I photographed the only three synagogues in Mumbai, India; Keneseth Eliyahoo, Magen David, and Magen Hassidim. Very few Jewish people remain in India - 4,000 in Mumbai and 1,000 elsewhere. The majority of the population left when India gained its independence and Israel became a state in 1948. In 2006, "about 20 people attended services, mostly visitors" at the Keneseth Eliyahoo synagogue (Schoenberg).
All three synagogues I visited in Mumbai were painted blue either on the exterior, somewhere in the interior, or both. The color blue has several significant meanings in Judaism. The Talmud writes that there should be blue thread on the tzitzith, " 'The blue wool resembles the ocean, the ocean resembles the color of the sky, the sky resembles the purity of the sapphire, and the sapphire resembles the throne of G-d' (Chullin 89). Along similar lines, Israel's leaders get a vision of G-d on His Throne during the revelation at Sinai. The throne room is seen as being paved with 'sapphire brick, like the essence of a clear sky,' (Exodus 24:10) and the Midrash writes that the two tablets themselves were sapphire" (faqs.org).
The synagogues reflect the influence of colonial European and Indian architecture, layout, and decoration of the time.

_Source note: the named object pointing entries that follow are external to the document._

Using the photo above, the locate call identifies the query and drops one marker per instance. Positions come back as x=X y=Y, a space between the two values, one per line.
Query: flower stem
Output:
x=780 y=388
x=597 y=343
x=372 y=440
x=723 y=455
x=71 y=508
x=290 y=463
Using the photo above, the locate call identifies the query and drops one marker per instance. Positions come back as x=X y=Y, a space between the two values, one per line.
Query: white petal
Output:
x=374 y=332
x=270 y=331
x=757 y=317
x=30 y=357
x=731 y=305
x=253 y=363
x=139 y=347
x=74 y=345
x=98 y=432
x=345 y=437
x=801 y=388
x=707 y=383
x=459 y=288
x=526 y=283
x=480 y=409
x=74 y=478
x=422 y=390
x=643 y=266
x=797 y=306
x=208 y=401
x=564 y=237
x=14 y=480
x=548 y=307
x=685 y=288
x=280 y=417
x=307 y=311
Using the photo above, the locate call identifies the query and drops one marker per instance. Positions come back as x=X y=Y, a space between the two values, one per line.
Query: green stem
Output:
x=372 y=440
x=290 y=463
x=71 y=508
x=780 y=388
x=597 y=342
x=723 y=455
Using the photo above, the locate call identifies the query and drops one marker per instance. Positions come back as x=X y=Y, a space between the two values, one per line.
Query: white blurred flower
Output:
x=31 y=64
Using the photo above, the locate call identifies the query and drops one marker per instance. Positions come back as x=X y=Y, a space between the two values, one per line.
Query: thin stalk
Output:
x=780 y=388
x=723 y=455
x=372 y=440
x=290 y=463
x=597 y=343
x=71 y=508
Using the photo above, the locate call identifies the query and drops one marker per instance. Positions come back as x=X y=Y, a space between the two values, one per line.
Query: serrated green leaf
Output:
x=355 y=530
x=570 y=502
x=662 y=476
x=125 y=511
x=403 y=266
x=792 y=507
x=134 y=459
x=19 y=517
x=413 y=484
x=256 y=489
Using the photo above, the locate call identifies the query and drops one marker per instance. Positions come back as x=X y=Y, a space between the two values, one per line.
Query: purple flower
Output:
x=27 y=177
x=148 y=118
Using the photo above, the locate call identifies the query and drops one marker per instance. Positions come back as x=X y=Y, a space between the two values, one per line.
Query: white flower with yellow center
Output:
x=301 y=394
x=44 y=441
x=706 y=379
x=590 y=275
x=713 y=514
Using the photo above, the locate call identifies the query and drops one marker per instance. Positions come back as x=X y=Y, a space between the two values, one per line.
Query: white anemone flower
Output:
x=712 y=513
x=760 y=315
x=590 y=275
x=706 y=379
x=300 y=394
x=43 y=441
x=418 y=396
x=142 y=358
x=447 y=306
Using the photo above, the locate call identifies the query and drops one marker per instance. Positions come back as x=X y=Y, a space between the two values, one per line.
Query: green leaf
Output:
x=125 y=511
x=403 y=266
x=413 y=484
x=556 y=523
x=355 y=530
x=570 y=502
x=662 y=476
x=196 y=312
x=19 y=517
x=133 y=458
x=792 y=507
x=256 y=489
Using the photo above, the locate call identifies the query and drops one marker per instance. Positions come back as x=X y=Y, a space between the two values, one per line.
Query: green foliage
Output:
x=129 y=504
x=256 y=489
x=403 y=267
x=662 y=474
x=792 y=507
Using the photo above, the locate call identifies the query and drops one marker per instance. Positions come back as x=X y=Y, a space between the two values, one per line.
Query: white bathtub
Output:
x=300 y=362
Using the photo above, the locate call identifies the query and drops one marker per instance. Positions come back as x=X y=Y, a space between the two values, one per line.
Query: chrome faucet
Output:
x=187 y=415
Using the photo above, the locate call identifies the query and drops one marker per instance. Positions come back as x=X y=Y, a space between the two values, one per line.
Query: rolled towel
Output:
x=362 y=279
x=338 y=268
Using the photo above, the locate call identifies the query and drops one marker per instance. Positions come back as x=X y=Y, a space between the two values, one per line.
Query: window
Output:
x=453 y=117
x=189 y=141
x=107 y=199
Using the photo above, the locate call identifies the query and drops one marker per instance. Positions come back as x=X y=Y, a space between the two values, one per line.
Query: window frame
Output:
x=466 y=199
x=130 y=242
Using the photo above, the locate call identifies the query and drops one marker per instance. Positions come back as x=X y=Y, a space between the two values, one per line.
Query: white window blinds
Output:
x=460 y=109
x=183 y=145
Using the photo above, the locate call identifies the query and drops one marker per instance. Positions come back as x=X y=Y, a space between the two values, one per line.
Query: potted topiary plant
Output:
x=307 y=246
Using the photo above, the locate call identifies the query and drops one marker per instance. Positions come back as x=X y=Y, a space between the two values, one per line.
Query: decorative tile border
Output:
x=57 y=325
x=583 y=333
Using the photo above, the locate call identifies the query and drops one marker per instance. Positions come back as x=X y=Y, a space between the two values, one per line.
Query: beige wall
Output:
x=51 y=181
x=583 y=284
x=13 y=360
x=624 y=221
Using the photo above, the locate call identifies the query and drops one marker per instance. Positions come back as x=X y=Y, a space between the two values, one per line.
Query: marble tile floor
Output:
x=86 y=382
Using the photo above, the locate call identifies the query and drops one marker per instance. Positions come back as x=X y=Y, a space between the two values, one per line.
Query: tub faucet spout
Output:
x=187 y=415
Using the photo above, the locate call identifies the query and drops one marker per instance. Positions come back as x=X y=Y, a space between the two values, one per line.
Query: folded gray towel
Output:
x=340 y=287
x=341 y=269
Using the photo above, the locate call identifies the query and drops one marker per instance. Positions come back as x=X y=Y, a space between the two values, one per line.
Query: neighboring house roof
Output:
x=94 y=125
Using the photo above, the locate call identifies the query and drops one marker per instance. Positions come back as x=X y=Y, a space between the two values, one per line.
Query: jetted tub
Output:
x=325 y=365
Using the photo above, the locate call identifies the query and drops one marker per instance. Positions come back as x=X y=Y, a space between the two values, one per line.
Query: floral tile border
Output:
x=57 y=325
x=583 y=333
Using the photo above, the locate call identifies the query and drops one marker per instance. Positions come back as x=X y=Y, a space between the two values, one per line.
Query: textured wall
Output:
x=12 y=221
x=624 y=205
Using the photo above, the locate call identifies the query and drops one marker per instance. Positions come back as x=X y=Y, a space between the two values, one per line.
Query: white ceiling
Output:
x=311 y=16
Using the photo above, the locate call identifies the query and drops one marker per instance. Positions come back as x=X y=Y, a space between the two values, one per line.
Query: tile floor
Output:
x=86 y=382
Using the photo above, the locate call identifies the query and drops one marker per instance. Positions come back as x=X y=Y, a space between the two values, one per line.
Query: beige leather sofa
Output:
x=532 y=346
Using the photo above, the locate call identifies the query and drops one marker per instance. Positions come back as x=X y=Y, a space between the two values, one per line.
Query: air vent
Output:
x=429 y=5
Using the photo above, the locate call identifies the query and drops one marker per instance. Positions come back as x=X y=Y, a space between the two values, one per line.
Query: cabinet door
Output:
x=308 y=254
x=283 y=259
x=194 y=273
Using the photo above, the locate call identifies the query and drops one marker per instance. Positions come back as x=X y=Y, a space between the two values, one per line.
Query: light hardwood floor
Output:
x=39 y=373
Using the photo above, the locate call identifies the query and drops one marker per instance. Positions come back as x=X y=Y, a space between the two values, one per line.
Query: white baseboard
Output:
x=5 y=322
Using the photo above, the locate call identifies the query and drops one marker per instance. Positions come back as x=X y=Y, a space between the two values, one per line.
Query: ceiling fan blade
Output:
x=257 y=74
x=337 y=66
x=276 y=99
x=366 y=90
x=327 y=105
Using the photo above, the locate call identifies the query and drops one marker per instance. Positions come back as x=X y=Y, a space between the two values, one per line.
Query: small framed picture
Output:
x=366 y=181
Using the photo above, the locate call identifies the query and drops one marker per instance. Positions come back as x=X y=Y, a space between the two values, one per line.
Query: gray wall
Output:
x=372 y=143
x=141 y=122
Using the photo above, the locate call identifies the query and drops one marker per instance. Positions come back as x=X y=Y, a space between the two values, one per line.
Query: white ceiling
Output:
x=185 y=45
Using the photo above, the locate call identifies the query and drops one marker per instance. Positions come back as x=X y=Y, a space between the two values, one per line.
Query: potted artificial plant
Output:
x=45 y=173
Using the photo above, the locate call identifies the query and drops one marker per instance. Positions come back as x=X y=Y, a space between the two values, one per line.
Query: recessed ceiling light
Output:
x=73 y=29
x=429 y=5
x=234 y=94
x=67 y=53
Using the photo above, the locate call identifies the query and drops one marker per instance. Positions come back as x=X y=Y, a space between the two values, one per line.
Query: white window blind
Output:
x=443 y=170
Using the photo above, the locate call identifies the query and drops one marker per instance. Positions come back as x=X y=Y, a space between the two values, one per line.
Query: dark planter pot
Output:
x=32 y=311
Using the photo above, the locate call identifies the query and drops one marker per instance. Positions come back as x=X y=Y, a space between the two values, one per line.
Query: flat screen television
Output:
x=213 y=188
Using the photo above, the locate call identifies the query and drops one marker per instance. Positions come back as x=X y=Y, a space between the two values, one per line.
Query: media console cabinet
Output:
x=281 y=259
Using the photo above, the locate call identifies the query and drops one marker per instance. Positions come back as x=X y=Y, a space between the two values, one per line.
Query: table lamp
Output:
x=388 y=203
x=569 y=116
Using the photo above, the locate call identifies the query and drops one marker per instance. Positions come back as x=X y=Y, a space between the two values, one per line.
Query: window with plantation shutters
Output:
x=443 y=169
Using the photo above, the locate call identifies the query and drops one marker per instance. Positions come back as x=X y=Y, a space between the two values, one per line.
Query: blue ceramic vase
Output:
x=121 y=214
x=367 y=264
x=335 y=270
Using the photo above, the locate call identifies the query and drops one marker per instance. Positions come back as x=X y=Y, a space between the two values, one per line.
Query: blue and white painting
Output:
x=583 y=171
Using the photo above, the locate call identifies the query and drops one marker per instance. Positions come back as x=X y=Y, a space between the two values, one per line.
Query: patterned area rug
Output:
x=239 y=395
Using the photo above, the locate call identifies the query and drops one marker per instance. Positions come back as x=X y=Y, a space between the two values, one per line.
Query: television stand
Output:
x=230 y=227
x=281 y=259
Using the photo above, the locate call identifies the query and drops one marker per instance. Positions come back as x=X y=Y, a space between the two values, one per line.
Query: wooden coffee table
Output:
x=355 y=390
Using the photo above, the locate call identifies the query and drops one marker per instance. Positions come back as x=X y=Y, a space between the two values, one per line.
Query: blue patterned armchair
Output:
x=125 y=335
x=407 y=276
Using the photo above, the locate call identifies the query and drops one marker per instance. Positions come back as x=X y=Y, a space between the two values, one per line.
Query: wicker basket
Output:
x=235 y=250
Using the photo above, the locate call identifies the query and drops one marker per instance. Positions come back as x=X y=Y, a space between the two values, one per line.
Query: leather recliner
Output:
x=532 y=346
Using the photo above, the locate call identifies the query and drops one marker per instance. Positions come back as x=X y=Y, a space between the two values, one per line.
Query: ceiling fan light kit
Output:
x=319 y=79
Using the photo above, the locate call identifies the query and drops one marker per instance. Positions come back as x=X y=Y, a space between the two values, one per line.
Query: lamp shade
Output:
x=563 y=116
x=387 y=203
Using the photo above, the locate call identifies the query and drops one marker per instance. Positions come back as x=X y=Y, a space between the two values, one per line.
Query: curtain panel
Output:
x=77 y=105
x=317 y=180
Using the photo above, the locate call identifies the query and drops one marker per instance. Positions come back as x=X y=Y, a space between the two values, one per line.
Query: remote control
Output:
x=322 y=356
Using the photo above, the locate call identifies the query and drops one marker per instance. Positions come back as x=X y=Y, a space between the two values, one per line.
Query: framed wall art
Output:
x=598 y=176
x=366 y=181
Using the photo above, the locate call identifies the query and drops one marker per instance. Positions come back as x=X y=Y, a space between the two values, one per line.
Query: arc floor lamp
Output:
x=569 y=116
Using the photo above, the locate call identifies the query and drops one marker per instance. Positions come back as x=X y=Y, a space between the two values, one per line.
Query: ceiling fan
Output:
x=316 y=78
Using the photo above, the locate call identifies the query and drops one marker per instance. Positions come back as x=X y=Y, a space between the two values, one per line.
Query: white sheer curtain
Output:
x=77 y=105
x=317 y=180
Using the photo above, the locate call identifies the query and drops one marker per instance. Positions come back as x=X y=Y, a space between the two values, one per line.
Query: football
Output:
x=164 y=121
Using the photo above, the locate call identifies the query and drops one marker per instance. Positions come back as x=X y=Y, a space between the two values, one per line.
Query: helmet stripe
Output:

My original plan in Mumbai was to photograph Israeli tourists visiting India, and the large majority who passed through the Chabad House or Nariman House, as it's called in India. Unfortunately, the Bank of India took the building that the Nariman House occupied, and now, consequently, there is no Chabad community in Mumbai. I photographed the Jewish synagogues instead. My affinity towards my religion, Judaism, has familial cultural and historical heritage. I like being Jewish, but I don't feel it necessary to practice. As long as I marry Jewish and have Jewish babies, then I feel Jewish. Photographing synagogues is my way of practicing Judaism; my way of praying. I think it's my duty to document, so that the images can live on; it's my way of preserving the religion and my heritage.